Here's The Scoop: June 18, 2014

Nearly Unbearable
Are bears becoming the new deer? Maybe.
Bear sightings in the Catskills are not nearly as rare as they once were. “Common,” might even be a good description. Or, maybe Facebook postings just make it feel that way.
A bruin who is clearly disgusted by my failure to include him in my Five Guys burger run.A bruin who is clearly disgusted by my failure to include him in my Five Guys burger run.
I went more than half my life before my first bear sighting. It was really cool. Big, too. Oddly enough, the bear was sitting, Budda-like, among residences in the hamlet of Arkville. I had a camera, but had to pause to load film (I said it was a long time ago) and kind of missed the photo op. Still, I had a bear encounter to write about. And, I did.

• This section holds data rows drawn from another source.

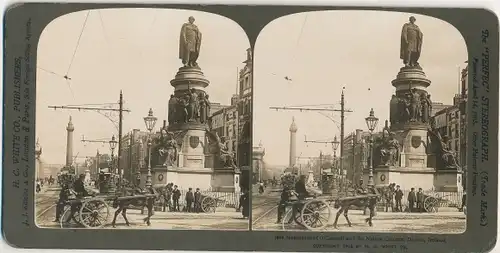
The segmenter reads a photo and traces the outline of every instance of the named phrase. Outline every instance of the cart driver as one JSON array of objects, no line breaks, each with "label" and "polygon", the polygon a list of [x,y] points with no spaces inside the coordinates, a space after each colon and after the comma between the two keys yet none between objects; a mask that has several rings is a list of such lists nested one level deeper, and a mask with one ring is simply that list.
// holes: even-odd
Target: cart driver
[{"label": "cart driver", "polygon": [[304,200],[305,198],[311,196],[306,188],[306,176],[301,175],[299,181],[295,183],[295,192],[297,193],[299,200]]},{"label": "cart driver", "polygon": [[80,174],[78,179],[73,184],[73,190],[76,193],[77,197],[86,197],[89,196],[87,189],[85,189],[85,175]]},{"label": "cart driver", "polygon": [[366,191],[366,189],[363,185],[363,179],[359,180],[358,187],[356,187],[356,194],[360,194],[360,195],[368,194],[368,192]]}]

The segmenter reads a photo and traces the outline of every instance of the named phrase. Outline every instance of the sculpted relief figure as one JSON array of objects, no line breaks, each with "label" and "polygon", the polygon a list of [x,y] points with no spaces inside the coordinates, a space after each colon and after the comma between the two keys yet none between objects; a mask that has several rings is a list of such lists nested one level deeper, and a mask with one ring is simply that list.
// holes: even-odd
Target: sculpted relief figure
[{"label": "sculpted relief figure", "polygon": [[200,123],[206,123],[210,115],[210,101],[208,100],[208,95],[201,94],[199,100]]},{"label": "sculpted relief figure", "polygon": [[181,112],[177,112],[178,107],[178,99],[174,95],[170,95],[170,99],[168,100],[168,124],[172,125],[177,123],[178,114]]},{"label": "sculpted relief figure", "polygon": [[200,55],[201,32],[194,24],[194,17],[189,17],[189,22],[181,28],[179,40],[179,59],[184,67],[198,67],[198,56]]},{"label": "sculpted relief figure", "polygon": [[391,124],[399,123],[400,121],[400,111],[399,111],[399,98],[396,95],[392,95],[390,106],[389,106],[389,121]]},{"label": "sculpted relief figure", "polygon": [[432,112],[431,95],[422,94],[420,101],[422,102],[422,122],[428,123]]},{"label": "sculpted relief figure", "polygon": [[195,89],[188,89],[187,96],[189,97],[188,120],[193,122],[199,118],[198,94]]},{"label": "sculpted relief figure", "polygon": [[410,93],[410,121],[417,121],[420,119],[420,95],[417,89],[413,89]]},{"label": "sculpted relief figure", "polygon": [[178,145],[174,133],[162,129],[157,141],[158,162],[163,166],[175,166],[177,162]]},{"label": "sculpted relief figure", "polygon": [[238,166],[236,166],[236,157],[234,152],[231,152],[223,139],[219,137],[219,134],[217,132],[212,133],[210,131],[206,131],[207,136],[210,138],[210,142],[212,143],[213,147],[215,150],[215,153],[218,154],[219,159],[222,162],[222,165],[224,167],[230,167],[237,169]]},{"label": "sculpted relief figure", "polygon": [[410,22],[403,25],[401,31],[401,50],[400,58],[405,67],[418,67],[418,59],[422,52],[422,43],[424,34],[415,24],[415,17],[410,17]]}]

In the years since then, I’ve seen bears on quite a few occasions. A couple of days ago, I got up close and personal with one. Very close. Our cat, who is considerably smaller than a bear, let out a growl (ironic) alerting me to the bear’s presence as it strolled across the patio.
As luck would have it, I actually had a camera handy — but no film again! That was OK, since it was a digital camera. The bear wasn’t terribly large, but I still had little interest in getting too close. So, I moved around inside the house, shooting photos as the bear explored just about everything.

I make up stuff!
Experienced readers of this column know that I sometimes take column writer’s license and embellish the “facts” in this space. Just a few weeks ago, I happened to recall the incident that occurred several years ago when a hungry bear caught wind of the irresitable scent of a take-home meal from Five Guys Burgers and Fries that had lingered in my car. The bear then proceeded to rip the handle off the vehicle in pursuit of a gourmet snack.

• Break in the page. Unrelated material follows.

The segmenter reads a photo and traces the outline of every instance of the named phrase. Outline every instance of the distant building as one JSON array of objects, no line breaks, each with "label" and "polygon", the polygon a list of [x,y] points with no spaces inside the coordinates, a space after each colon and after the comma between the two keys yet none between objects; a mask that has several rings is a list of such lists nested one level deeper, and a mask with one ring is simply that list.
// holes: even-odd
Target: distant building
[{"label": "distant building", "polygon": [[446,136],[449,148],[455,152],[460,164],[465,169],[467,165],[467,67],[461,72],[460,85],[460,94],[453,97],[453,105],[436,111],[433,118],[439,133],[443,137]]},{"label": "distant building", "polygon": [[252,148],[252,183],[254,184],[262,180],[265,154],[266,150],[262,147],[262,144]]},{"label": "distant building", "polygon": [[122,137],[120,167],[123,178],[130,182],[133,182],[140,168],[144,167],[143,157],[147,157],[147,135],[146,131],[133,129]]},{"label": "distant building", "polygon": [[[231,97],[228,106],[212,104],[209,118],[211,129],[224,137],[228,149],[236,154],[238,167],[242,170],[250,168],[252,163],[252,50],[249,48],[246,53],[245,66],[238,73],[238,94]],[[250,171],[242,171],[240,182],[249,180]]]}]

That tale was 100 percent true. And so is this — last week’s encounter came the morning after my Five Guys food had spent an hour in the car as I drove these leftovers home, anticipating finishing them for the next day’s lunch. When the critter started circling my car, I experienced Bear ja vu. I wasn’t sure my insurance agent would buy this tale a second time.
I decided to take the bold step of going outside to yell at the bear to scare it away. It didn’t work — at first. This bear was not going to be denied a Five Guys meal. Who needs bird seed, I’m sure he’d tell his buddies. Maybe it was my stern voice, but more likely the bear recognized me and knew that I would never leave actual Five Guys food in the car, but he walked away from the vehicle without causing any damage.

Unwelcome mat
That was a relief — until he headed straight for the mudroom door! I was back inside now, but not a moment too soon. A short time later, the creature was peering through the door, probably having figured out that the leftover Five Guys was most likely in the refrigerator.
I managed a few blurry photos of the creature peering into the house, but was careful to keep in mind that old saying: “Bears Looking Through The Door Are Closer Than They Appear.”
When I’ve told folks about this episode, they always ask: How big was he? I tell them, “Not sure of the size, but I’m sure he was as powerful as Five Guys.”